The positive power of animals
According to the most recent PDSA animal wellbeing report, 52% of UK adults own a pet. Here at ECL we know all too well the positive benefits of spending time with animals. Our pet therapy sessions are very popular among our Day Services customers who find their time with the animals both calming and uplifting. In celebration of World Animal Day (4 October) we take closer look at why being around them is so beneficial for customers in our Older People Day Services:
Cute, cuddly and fun to be around, animals are scientifically proven to be good for our wellbeing. Quite simply, spending time with them makes us feel good! It increases the levels of ‘feel good’ hormones serotonin, prolactin and oxytocin in our bodies making us feel happier. And it decreases the production of cortisol (the stress hormone), so it calms us.
The positive effect that animals have on how we feel is something that the care sector has been utilising to benefit patients for a number of years now through the concept of pet therapy.
What is pet therapy?
Pet therapy is an umbrella term for animal assisted therapy and other types of animal assisted activities. These types of activities are increasing in popularity in care settings as more health and social care professionals see visible improvements among people in their care from spending time with animals. The benefits of regular animal assisted therapy include:
- Lowers the heart rate
- Reduces blood pressure
- Elevates mood
- Eases depression
- Improves relaxation
- Reduces physical pain
- Eases emotional pain
- Reduces aggression and anxiety
- Improves social behaviour
- Increases social cohesion
How can it help people with Alzheimer’s and dementia?
For older people with Alzheimer’s and dementia, feelings of anxiety and depression often accompany their illness. Being around animals can help reduce these feelings, keeping them at bay for the duration of the interaction. Animal-assisted therapy has also been found to be effective at improving cognitive function in addition to having a calming effect on the emotions of these individuals.
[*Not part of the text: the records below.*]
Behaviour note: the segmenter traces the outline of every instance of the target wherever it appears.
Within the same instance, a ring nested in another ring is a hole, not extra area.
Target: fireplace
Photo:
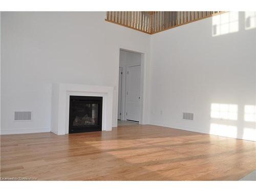
[[[101,131],[102,97],[70,96],[69,133]]]

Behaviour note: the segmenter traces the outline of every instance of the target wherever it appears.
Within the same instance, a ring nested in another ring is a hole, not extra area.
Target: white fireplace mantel
[[[51,132],[69,133],[70,95],[102,97],[102,131],[112,130],[113,88],[80,84],[54,83],[52,86]]]

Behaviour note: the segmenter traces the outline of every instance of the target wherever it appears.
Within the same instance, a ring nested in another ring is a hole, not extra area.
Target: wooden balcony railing
[[[225,11],[107,11],[106,21],[152,34]]]

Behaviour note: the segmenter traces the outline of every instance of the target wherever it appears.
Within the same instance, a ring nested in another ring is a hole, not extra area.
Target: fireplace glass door
[[[69,133],[101,131],[102,98],[70,96]]]

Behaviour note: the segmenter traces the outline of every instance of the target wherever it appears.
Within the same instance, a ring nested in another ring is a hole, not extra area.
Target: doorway
[[[120,50],[118,126],[140,121],[141,55]]]

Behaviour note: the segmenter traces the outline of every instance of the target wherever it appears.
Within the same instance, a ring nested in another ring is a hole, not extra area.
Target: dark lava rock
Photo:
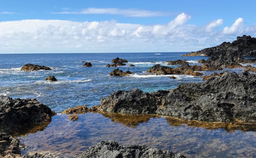
[[[57,79],[56,79],[55,77],[52,76],[49,76],[48,77],[47,77],[45,79],[45,81],[57,81]]]
[[[102,141],[90,147],[80,158],[178,158],[185,157],[181,153],[163,151],[145,145],[119,145],[116,142]]]
[[[119,69],[118,68],[112,70],[109,74],[110,76],[129,76],[129,75],[133,73],[133,72],[132,72],[129,71],[127,71],[124,72],[123,70],[119,70]]]
[[[27,64],[25,65],[20,69],[20,71],[38,71],[40,70],[49,70],[52,69],[44,66],[40,66],[39,65],[33,65],[31,64]]]
[[[99,109],[126,113],[155,114],[186,119],[256,121],[256,75],[225,72],[205,82],[180,85],[170,92],[119,90],[101,101]]]
[[[91,63],[89,62],[89,63],[87,63],[87,62],[86,62],[86,63],[84,63],[84,64],[83,66],[84,67],[89,67],[90,66],[92,66],[92,64],[91,64]]]
[[[256,56],[256,38],[250,36],[238,37],[232,43],[224,42],[216,46],[191,52],[184,56],[200,55],[209,56],[254,57]]]
[[[113,59],[111,61],[111,63],[128,63],[128,61],[126,59],[119,59],[118,57],[116,58]]]
[[[184,60],[182,60],[179,59],[175,61],[170,60],[169,61],[166,61],[166,62],[168,63],[167,65],[182,65],[184,64],[189,63],[188,62],[187,62]]]
[[[194,71],[202,71],[203,68],[198,65],[190,66],[188,64],[185,64],[182,65],[172,68],[168,66],[162,66],[157,64],[152,68],[148,69],[146,72],[155,73],[160,75],[190,75],[193,76],[201,76],[203,73]]]
[[[124,66],[126,65],[126,64],[125,64],[123,63],[117,63],[114,64],[112,64],[112,65],[108,64],[107,65],[107,66],[106,66],[106,67],[116,67],[117,66]]]
[[[206,62],[206,61],[205,61],[205,60],[203,59],[198,60],[198,63],[204,63]]]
For some people living with Alzheimer’s and dementia the illness can make them withdraw into themselves and not want to be around others. We have found that pet therapy encourages social interaction among customers that are withdrawn as the animals create a more relaxed setting and are a talking point for them. Even the most reluctant of customers seem to get involved and interact during the visits from the therapy animals. They can also stimulate memories for customers, taking them back to a time in their lives when they may have owned a pet or had a special experience with an animal, which can have a positive effect on their mood.
Speaking of a recent visit from therapy animals at ELC Colchester, Team Leader Katie Craig said “Even our higher need customers that require one to one support came into the room to interact with the puppies and budgies. One customer said it reminded her of a family pet she had when her children lived at home. This sparked memories and a reminiscing discussion among the group which was really beneficial for them.”
The power of unconditional love
We shouldn’t underestimate the benefits that unconditional love can bring. Animals don’t pass judgement; they don’t care that you may be a bit unsteady on your feet or that you are not feeling your best. In fact they have a sixth sense when it comes to working out people’s moods. Therapy pets have naturally empathetic natures and are likely to seek out those who may be feeling a little down or lonely and shower them with love and affection to lift their spirits. Plus, the animals enjoy our company as much as we enjoy theirs, so the benefits are two-way!
Pet therapy at ECL day centres is one of a range of holistic therapies used as part of our innovative approach to dementia care. Other techniques include doll therapy and the use of massage and relaxation techniques to help alleviate the feelings of stress and anxiety often experienced by people with dementia.